Sany menceritakan, produk tas kulitnya diorder oleh pembeli langsung (direct buyer) asal Jepang dan Australia.

Dalam sebulan order dari Jepang rata-rata 300-400 buah tas. Buyer asal Jepang ini menjadi pelanggan utamanya sejak tahun 2003.

Sementara order dari buyer Australia rata-rata dalam dua bulan sebanyak 100 buah tas. 

Sany mengaku sempat mencapai peak season pada tahun 2007-2017 dengan mengekspor tas kulit ke Jepang hingga 4.000 buah setiap bulannya.

Baca juga: Kisah Sukses Dewi Ekha, dari Buruh Pabrik hingga Ekspor Bulu Mata Palsu ke 16 Negara

Namun sejak Covid-19, orderan turun drastis sehingga terpaksa Sany harus memangkas jumlah tenaga kerjanya. Saat ini jumlah tenaga kerja yang masih dipertahankan sebanyak tujuh orang.

"Jumlah tenaga kerja sebelum Covid itu sekitar 30 orang, tapi setelah Covid-19 sementara baru bisa mempekerjakan tujuh orang, tapi kami sesuaikan dengan pesanan. Kalau ada peningkatan pesanan kita bisa tambah tenaga kerja," ujar Sany dalam siaran pers, dikutip Senin (21/11/2022).

Dalam menjalankan bisnisnya, Sany mengakui tidak lepas dari kendala dan rintangan.

Menurutnya salah satu kendala yang dihadapi adalah jadwal yang ketat dari pembeli terutama Jepang. Etos kerja yang besar dan disiplin yang kuat dari buyer Jepang tersebut menuntutnya harus menyesuaikan diri. 

Padahal dalam memproduksi satu item tas kulit saja dibutuhkan ketelitian dan kejelian yang tinggi agar tidak ada kesalahan. Hal itu mengakibatkan waktu yang dibutuhkan untuk penyelesaian satu produk lebih lama.

"Kerja dengan orang Jepang itu sangat sulit sebab menuntut kita disiplin tinggi, dia juga mengedepankan kualitas tinggi. Awal mula sulit tapi motivasi saya kuat untuk membuat produk yang bagus dan sesuai dengan standar yang dia inginkan," tutur Sany.

Kendala lain yang pernah dihadapi selain faktor modal kerja adalah uji sampel yang butuh waktu lama. Menurutnya buyer dari Jepang tersebut kerap mengirimkan desain model tas dalam bentuk sketsa.

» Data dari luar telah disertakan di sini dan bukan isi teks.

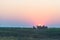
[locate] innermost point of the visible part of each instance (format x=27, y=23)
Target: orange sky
x=43, y=12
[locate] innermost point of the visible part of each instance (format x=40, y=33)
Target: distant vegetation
x=29, y=34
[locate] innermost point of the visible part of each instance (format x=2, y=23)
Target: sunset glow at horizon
x=30, y=12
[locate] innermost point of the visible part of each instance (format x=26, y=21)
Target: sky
x=26, y=13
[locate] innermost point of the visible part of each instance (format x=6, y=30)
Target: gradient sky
x=29, y=13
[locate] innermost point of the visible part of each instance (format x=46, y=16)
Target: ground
x=29, y=34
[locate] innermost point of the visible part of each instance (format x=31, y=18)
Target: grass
x=29, y=34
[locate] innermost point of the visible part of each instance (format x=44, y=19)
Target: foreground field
x=29, y=34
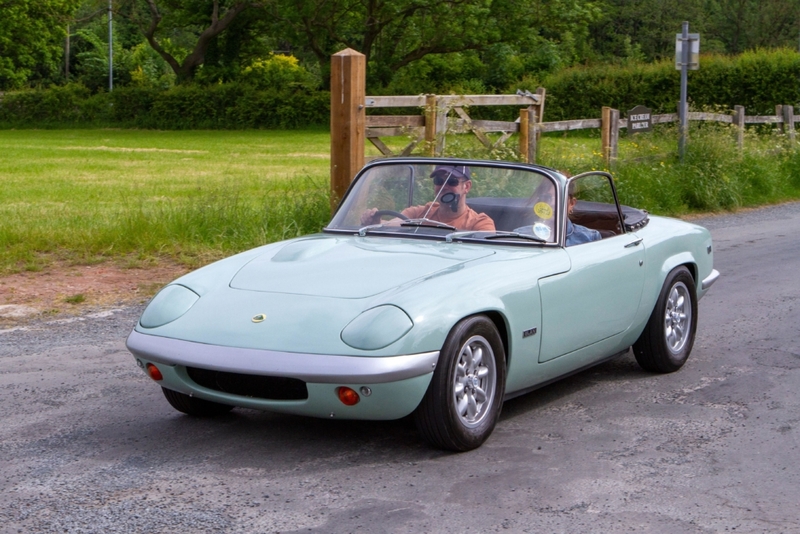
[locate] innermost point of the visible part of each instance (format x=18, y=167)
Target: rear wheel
x=463, y=402
x=194, y=406
x=667, y=340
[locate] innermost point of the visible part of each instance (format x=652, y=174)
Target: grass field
x=87, y=195
x=139, y=196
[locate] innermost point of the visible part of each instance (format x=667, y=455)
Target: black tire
x=667, y=340
x=458, y=385
x=194, y=406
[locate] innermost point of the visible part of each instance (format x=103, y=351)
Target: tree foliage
x=32, y=39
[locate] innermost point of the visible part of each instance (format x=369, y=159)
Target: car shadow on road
x=622, y=368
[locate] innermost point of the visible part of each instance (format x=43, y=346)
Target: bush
x=223, y=106
x=756, y=80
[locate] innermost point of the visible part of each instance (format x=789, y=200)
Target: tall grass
x=713, y=176
x=138, y=197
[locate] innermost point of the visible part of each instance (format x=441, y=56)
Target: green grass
x=140, y=196
x=84, y=196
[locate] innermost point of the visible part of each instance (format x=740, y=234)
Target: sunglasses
x=439, y=180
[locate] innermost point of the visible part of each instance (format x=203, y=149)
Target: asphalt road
x=90, y=445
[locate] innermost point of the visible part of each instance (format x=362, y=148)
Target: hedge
x=225, y=106
x=757, y=80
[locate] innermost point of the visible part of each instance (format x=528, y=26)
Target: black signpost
x=687, y=57
x=639, y=120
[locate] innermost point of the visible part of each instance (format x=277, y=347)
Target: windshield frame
x=558, y=180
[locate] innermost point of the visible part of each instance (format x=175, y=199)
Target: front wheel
x=667, y=340
x=194, y=406
x=463, y=402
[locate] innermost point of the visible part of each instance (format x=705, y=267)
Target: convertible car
x=440, y=288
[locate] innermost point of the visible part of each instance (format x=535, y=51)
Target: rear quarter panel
x=670, y=243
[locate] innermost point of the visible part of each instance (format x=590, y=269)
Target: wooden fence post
x=441, y=125
x=788, y=121
x=348, y=120
x=542, y=92
x=609, y=133
x=430, y=124
x=738, y=120
x=533, y=134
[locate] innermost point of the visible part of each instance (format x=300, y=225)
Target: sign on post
x=639, y=120
x=692, y=41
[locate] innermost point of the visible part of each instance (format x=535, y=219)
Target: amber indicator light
x=154, y=373
x=348, y=396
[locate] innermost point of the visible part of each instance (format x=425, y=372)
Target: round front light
x=377, y=328
x=170, y=303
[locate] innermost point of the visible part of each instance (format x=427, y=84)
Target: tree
x=32, y=39
x=201, y=20
x=395, y=33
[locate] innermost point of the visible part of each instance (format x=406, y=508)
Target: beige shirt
x=469, y=220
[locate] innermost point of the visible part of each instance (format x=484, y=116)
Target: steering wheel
x=381, y=213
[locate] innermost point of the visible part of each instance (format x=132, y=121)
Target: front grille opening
x=256, y=386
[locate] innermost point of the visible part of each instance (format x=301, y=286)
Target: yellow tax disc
x=543, y=210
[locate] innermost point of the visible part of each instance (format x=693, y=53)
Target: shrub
x=222, y=106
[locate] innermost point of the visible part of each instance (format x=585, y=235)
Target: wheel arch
x=655, y=282
x=502, y=328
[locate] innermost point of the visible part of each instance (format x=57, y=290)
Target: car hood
x=325, y=266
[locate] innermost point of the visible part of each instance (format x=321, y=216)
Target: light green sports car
x=440, y=288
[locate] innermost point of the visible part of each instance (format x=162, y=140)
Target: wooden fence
x=610, y=124
x=351, y=126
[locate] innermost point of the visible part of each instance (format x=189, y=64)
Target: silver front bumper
x=317, y=368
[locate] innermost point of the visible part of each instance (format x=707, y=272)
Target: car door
x=599, y=296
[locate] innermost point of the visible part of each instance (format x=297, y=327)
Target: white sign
x=639, y=120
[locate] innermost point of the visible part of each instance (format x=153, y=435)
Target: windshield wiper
x=501, y=235
x=428, y=223
x=364, y=229
x=492, y=235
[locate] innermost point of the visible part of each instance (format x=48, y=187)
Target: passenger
x=576, y=234
x=451, y=185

Dari desain itu, Sany harus berpikir keras untuk menerjemahkannya menjadi produk. Beberapa kali, Sany bilang, sampel yang dibuatnya mendapatkan catatan dari buyer sehingga produk sampel tersebut harus bolak-balik dikirim ke buyer. 

"Sampel itu dibuat berulang kira-kira sampai enam bulan sampai barang itu bisa masuk sesuai standar pasar yang diinginkan Jepang. Kadang mengartikan desain dengan mewujudkan dalam produk jadi itu berbeda," sambung Sany.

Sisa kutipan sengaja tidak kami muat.